Directional gene expression and antisense transcripts in sexual and asexual stages of Plasmodium falciparum
1 Laboratory of Malaria and Vector Research, National Institute of Allergy and Infectious Diseases, National Institutes of Health, 9000 Rockville Pike, Bethesda, Maryland 20892, USA
2 Bioinformatics and Computational Biosciences Branch, National Institute of Allergy and Infectious Diseases, National Institutes of Health, 9000 Rockville Pike, Bethesda, Maryland 20892, USA
3 Department of Biology, Loyola University Chicago, Chicago, Illinois 60660, USA
4 Systems Biology Center, National Heart, Lung, and Blood Institute, National Institutes of Health, 9000 Rockville Pike, Bethesda, Maryland 20892, USA
BMC Genomics 2011, 12:587 doi:10.1186/1471-2164-12-587Published: 30 November 2011
It has been shown that nearly a quarter of the initial predicted gene models in the Plasmodium falciparum genome contain errors. Although there have been efforts to obtain complete cDNA sequences to correct the errors, the coverage of cDNA sequences on the predicted genes is still incomplete, and many gene models for those expressed in sexual or mosquito stages have not been validated. Antisense transcripts have widely been reported in P. falciparum; however, the extent and pattern of antisense transcripts in different developmental stages remain largely unknown.

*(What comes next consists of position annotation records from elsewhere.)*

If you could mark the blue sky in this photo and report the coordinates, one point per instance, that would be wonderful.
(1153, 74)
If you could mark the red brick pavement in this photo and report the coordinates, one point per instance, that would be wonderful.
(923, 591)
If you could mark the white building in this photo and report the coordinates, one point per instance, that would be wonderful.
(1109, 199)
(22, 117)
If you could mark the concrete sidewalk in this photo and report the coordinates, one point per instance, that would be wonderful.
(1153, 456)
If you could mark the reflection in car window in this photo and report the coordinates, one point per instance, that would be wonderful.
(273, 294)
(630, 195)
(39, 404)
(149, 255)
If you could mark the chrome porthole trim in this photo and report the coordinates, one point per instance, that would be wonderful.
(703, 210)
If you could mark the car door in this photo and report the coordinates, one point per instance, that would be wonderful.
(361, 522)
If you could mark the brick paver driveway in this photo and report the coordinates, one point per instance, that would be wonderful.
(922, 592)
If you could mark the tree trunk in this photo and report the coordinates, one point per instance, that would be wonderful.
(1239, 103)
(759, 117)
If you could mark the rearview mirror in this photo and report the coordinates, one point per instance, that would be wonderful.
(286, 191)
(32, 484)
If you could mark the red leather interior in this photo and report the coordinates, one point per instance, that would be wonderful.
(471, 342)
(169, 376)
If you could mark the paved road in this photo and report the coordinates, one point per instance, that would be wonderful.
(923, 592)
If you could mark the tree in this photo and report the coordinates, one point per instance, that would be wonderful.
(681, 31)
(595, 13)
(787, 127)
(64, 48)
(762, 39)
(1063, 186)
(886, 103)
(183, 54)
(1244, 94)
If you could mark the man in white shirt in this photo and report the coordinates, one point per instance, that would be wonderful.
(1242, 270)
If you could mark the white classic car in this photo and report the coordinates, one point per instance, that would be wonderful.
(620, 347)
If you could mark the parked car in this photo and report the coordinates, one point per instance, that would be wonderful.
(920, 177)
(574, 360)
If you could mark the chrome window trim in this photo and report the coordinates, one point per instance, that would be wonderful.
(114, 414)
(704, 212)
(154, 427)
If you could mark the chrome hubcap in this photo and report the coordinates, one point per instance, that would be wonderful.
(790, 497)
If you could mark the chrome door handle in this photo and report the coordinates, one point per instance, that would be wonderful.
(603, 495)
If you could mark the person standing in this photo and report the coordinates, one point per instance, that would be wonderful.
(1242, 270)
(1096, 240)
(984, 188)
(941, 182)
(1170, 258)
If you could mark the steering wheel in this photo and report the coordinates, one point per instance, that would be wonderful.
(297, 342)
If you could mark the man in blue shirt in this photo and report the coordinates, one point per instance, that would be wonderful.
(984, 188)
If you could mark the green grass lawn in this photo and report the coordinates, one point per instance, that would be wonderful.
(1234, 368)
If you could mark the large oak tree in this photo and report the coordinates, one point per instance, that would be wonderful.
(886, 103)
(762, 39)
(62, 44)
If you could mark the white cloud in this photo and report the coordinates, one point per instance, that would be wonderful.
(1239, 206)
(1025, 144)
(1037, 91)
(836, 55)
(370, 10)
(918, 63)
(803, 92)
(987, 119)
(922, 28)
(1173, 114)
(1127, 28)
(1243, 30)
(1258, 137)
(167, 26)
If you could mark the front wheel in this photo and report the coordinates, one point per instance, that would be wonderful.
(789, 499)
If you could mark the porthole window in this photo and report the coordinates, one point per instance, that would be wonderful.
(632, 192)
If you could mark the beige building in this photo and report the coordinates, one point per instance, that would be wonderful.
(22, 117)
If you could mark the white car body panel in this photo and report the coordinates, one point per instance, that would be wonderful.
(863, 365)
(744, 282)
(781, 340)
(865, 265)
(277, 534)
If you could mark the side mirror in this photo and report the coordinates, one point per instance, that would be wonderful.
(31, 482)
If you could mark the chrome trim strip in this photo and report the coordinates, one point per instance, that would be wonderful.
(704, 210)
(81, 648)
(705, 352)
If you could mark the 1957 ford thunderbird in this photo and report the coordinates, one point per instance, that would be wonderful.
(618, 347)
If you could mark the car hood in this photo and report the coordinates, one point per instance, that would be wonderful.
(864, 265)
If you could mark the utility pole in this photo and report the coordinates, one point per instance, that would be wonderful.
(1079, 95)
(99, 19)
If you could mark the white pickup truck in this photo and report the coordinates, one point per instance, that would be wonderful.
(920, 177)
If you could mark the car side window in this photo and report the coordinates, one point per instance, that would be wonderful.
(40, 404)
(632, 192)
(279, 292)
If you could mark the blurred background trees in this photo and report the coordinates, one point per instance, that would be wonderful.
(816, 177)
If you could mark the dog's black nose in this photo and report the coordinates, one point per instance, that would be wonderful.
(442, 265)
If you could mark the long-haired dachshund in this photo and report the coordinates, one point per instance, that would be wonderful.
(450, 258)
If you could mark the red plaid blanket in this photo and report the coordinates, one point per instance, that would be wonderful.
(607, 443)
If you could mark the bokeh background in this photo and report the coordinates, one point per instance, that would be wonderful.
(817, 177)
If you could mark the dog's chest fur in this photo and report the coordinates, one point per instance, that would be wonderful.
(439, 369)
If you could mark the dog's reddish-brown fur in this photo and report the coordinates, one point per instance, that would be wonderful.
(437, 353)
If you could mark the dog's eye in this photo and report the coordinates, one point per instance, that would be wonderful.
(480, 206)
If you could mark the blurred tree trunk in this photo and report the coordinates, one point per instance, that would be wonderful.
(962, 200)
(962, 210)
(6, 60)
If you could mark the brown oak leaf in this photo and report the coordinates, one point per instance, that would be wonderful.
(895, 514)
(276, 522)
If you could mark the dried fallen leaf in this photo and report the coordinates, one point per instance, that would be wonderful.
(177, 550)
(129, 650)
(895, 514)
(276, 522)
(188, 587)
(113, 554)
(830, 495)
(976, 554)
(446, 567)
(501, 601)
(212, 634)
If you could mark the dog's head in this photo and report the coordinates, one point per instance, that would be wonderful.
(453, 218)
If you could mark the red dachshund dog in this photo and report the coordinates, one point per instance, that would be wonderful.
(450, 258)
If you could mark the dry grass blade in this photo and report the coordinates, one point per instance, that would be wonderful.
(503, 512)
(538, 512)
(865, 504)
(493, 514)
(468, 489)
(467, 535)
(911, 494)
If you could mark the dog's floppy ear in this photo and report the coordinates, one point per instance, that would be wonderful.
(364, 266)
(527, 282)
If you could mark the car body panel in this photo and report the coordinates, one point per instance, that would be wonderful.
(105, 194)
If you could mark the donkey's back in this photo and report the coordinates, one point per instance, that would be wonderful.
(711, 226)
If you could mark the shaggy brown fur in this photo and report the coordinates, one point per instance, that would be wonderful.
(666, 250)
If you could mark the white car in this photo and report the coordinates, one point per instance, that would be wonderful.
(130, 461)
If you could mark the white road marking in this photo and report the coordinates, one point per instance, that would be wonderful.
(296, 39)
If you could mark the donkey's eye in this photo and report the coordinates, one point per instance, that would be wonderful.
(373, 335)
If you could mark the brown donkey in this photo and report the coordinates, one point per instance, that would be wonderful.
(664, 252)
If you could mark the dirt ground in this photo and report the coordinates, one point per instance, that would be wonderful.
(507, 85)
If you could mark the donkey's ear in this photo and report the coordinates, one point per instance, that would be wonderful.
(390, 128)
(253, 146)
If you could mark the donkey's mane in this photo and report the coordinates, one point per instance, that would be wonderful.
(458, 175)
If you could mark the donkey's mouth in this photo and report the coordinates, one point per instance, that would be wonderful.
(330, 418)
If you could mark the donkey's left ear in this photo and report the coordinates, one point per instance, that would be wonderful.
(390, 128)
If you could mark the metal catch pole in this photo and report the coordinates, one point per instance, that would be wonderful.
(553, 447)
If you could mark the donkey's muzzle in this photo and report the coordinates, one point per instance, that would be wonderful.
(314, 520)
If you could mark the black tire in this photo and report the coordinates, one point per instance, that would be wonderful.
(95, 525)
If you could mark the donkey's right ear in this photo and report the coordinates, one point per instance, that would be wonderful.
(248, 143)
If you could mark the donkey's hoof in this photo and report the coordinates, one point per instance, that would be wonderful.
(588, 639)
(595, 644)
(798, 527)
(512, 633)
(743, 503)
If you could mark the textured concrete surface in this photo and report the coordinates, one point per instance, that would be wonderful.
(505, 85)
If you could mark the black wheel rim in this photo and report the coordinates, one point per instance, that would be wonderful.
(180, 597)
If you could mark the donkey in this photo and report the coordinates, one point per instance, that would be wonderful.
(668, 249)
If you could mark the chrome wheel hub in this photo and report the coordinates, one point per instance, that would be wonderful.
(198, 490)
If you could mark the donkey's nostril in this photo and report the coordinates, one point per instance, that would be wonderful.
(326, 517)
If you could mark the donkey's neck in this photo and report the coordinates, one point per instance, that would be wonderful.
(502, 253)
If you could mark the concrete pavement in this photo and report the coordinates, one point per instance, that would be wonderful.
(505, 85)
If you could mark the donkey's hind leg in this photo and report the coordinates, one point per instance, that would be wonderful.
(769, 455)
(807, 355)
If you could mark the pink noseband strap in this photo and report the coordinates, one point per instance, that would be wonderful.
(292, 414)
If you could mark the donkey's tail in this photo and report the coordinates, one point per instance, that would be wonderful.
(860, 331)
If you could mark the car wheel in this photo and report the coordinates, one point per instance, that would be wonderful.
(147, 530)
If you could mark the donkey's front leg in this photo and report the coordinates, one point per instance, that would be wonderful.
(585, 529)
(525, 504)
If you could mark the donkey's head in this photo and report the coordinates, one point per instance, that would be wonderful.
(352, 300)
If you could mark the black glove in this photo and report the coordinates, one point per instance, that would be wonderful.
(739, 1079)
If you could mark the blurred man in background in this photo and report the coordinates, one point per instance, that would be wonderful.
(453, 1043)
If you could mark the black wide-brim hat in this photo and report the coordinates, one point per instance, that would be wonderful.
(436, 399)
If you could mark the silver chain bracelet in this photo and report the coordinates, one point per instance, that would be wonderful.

We have sequenced seven bidirectional libraries from ring, early and late trophozoite, schizont, gametocyte II, gametocyte V, and ookinete, and four strand-specific libraries from late trophozoite, schizont, gametocyte II, and gametocyte V of the 3D7 parasites. Alignment of the cDNA sequences to the 3D7 reference genome revealed stage-specific antisense transcripts and novel intron-exon splicing junctions. Sequencing of strand-specific cDNA libraries suggested that more genes are expressed in one direction in gametocyte than in schizont. Alternatively spliced genes, antisense transcripts, and stage-specific expressed genes were also characterized.
It is necessary to continue to sequence cDNA from different developmental stages, particularly those of non-erythrocytic stages. The presence of antisense transcripts in some gametocyte and ookinete genes suggests that these antisense RNA may play an important role in gene expression regulation and parasite development. Future gene expression studies should make use of directional cDNA libraries. Antisense transcripts may partly explain the observed discrepancy between levels of mRNA and protein expression.